Royal consort of Goryeo
- Predecessor: Lady Sohwangjuwon
- Successor: Lady Uiseongbuwon
- Born: Unknown Pyeongsan, North Hwanghae Province
- Died: Unknown Pyeongsan, North Hwanghae Province
- Spouse: Taejo of Goryeo
- Issue: Prince Hyoje Prince Hyomyeong Prince Beopdeung Prince Jari Princess Wang
- House: Pyeongsan Bak (by birth) House of Wang (by marriage)
- Father: Bak Ji-yun (박지윤)
- Religion: Buddhism

Korean name
- Hangul: 성무부인
- Hanja: 聖茂夫人
- RR: Seongmu buin
- MR: Sŏngmu puin

= Lady Seongmu =

Royal consort of Goryeo (fl.10th century)

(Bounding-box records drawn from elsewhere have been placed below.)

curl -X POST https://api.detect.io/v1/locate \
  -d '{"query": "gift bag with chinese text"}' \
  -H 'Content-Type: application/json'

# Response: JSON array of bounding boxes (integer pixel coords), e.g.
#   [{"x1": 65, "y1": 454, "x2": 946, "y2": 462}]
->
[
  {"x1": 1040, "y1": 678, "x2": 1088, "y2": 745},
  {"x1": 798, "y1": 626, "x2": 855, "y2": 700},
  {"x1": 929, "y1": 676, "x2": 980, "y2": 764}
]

Lady Seongmu of the Pyeongsan Bak clan was the daughter of Bak Ji-yun, one of Wang Geon's helper in founding the new Goryeo dynasty who became the 26th wife of Taejo of Goryeo. She gave birth to 4 sons and a daughter who later married King Gyeongsun of Silla, but all of her sons died young without left any issue. Since both of Bak Su-mun and Bak Su-gyeong were her brothers, she then became the aunt of her husband's 28th and 29th wife.